To which she replies: I can literally do that for you, that is the bare minimum.

That was the wake-up call I needed to realise I was accepting far too little, forcing me to take a deep dive into why that is and just how influential seeing positive relationships around you can be. 

In some ways, having divorced parents is a blessing — my mum has shown me what it is to be a strong independent woman who should be uncompromising in her standards and boundaries. However, my experience is undercut by the lack of representation of a healthy relationship — what are my boundaries and standards when I’ve never seen a mutually beneficial relationship in action? I think subconsciously, to an extent, we all know when we aren’t being treated right, but the problem lies in the excuses we make to justify our partner’s behaviour. Countless times I’ve found myself saying they only did A because of B and it’s not who they actually are, just because the version of them in my head is so much better than the reality. When there is no role model relationship, there is a completely clean slate, which means that with every talking stage or relationship you learn a little more about what you will and won’t accept — through experience rather than observation. 

Not only do you not know how to recognise immediate red flags, but sometimes recognising green flags is just as difficult. When a person wants a relationship with you and to treat you right, it is hard to know what to do to be ready for that level of commitment. ‘Treating you right’ means that you laugh at the behaviour you used to tolerate from other guys because he just sets the bar so high, and he shows through not just his words but importantly his actions that you are his priority, not just an option for whenever he gets bored or lonely. However, sometimes putting up with bad guys is almost easier than talking to a good guy, because speaking to a good guy means being vulnerable.  It’s almost as though I choose guys who I know don’t take me very seriously, or if they do take me seriously, I choose guys who I know I’m not going to take seriously as a defence mechanism. Hence why I have never been in a serious relationship; only a string of talking stages. Talking stages are easy, fun and require little emotional investment, meaning no one can get hurt or attached unnecessarily. Having divorced parents almost makes you fear real commitment because, at a finger snap, they could leave. 

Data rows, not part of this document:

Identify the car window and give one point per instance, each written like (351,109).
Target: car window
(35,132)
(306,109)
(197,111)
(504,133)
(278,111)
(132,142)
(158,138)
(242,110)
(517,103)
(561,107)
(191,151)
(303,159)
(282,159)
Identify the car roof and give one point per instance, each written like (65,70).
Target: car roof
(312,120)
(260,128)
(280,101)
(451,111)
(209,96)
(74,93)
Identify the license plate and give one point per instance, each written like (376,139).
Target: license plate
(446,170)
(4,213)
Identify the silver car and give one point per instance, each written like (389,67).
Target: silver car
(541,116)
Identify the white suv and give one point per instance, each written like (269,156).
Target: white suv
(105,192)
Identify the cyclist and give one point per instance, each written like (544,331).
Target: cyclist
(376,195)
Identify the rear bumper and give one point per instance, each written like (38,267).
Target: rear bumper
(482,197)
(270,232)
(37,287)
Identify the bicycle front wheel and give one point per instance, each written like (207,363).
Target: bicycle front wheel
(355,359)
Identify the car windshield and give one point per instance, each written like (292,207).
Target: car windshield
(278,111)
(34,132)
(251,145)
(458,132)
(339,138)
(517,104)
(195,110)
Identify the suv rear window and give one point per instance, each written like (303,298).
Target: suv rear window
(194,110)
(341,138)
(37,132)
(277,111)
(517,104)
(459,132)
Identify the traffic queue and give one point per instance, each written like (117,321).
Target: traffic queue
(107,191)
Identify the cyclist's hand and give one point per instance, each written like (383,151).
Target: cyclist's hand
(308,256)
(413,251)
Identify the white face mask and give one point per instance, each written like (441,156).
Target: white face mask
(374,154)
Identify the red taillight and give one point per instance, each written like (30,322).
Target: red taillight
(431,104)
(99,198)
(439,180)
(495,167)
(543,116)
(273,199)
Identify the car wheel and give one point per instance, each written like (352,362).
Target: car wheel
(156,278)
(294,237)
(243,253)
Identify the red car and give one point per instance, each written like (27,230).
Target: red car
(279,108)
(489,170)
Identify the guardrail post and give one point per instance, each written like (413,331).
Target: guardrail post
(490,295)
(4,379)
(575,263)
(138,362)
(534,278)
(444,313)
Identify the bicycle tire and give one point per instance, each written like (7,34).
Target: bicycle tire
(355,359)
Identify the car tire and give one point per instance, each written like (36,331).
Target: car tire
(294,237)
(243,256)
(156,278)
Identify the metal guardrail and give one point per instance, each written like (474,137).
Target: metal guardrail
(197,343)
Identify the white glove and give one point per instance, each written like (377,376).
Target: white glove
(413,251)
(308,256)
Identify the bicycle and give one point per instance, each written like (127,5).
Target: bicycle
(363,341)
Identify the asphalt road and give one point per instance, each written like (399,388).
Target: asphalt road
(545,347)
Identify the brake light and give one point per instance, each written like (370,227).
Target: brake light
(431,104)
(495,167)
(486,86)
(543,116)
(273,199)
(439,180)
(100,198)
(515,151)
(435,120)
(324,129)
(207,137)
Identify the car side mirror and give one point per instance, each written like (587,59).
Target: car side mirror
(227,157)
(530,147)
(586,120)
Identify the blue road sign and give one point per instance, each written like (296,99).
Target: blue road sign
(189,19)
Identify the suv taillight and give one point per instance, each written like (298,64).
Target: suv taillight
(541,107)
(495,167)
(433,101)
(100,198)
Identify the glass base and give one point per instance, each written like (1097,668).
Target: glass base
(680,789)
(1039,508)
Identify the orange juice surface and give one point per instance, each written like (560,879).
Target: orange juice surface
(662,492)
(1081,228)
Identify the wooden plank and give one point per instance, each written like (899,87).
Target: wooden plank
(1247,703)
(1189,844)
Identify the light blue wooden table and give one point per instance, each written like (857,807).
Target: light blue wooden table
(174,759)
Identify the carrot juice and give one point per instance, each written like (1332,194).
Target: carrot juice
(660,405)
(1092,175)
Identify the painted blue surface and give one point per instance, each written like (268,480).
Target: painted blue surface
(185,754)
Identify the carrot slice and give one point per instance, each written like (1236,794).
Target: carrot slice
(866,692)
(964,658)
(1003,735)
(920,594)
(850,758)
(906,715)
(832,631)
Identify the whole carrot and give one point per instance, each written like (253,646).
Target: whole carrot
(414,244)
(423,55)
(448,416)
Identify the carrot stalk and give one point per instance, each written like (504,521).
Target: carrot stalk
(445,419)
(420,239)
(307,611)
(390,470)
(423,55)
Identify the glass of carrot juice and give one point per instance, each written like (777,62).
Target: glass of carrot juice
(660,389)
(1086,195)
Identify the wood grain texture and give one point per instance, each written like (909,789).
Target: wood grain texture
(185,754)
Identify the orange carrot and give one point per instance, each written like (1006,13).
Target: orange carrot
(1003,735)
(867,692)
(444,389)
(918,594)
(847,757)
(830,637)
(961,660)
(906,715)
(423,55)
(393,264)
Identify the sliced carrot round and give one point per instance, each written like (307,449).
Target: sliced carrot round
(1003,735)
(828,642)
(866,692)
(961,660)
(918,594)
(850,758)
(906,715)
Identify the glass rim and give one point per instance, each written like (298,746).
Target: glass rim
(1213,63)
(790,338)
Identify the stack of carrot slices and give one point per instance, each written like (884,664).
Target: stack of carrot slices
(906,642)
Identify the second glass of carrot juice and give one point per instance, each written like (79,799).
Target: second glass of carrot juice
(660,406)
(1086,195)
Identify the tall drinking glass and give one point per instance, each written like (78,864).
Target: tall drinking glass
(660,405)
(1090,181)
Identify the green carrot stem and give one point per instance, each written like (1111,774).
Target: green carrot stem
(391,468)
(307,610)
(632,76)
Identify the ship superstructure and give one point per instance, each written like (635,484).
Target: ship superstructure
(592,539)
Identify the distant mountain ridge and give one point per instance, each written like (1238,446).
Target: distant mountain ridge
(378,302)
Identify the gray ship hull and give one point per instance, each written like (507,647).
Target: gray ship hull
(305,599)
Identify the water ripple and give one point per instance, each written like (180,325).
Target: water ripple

Growing up, I was very detached from people and found it easy to cut them out of my life if it was necessary. Connections never meant as much to me. Now however I crave the validation of attention, not the actual meaningful connection due to the scary possibility of letting the wrong people in and becoming more damaged than before. Having divorced parents has made me scared to be vulnerable, because what’s it all for if not the happy ending? 

Even so, one key lesson having divorced parents has taught me is not to stay in relationships or talking stages that do not bring me joy just because I am scared to start over, or I feel like there won’t be anyone better for me out there. Sometimes you just have to choose yourself over anyone else and be confident in what you bring to the relationship. 

Relationships are tough and we all come with baggage. It’s just a matter of learning from your experiences and not letting the baggage, like having divorced parents, get in the way of writing your own story. Just because you were shown the narrative of divorce doesn’t mean you are unable to create a version of love that is right for you and share that with your children.